Sun. Apr 28th, 2024
US China

The trade conflict between two super economic powers – US and China – has reportedly come to an end. Both nations have reached “a deal in principle” to resolve the months-long trade war. President Donald Trump signed off the phase one deal with China and suspended the new tariffs which were scheduled to go into effect from December 15 this year. The 15 December tariffs would apply to almost $160 billion of Chinese imports such as video game consoles and computer monitors.

The deal also included a promise from Chinese administration to buy more US agricultural goods. The White House official sources confirmed that the possibilities of deducting existing duties on Chinese products were also discussed. The terms have been agreed but the legal text has not yet been finalized.

US negotiators reportedly have offered to cut the existing tariffs on Chinese goods by as much as 50% to secure the phase one trade deal.

However, the report of reaching out on the limited deal agreement by the US and China both come on Thursday evening, Beijing chose to be silent on the issue.

President Trump had changed his mind on deals with China before. He announced in October that the two nations had reached an agreement that could be put on paper within weeks.

The White House administration has added a 25 per cent duty on about $250 billion of Chinese products and a 15 per cent levy on another $110 billion of its imports over 17 months-long US-China trade war. Following the phase-one deal, these rates are expected to be reduced by as much as half.
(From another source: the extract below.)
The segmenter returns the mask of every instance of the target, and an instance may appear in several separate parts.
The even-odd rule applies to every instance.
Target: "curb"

Apart from increasing Chinese agricultural purchases on account of tariff relief, the phase-one pact would include Chinese commitments to do a check on intellectual-property theft and preventing the manipulation of currencies.

 Tom Orlik, Bloomberg’s chief economist, says, ‘The outcome of US-China trade talks will be a key determinant of the trajectory for 2020 growth. At one extreme, a deal that takes tariffs back to May 2019 levels, and provides certainty that the truce will hold, could deliver a 0.6% boost to global GDP. At the other, a breakdown in talks would mean the trade drag extends into the year ahead.”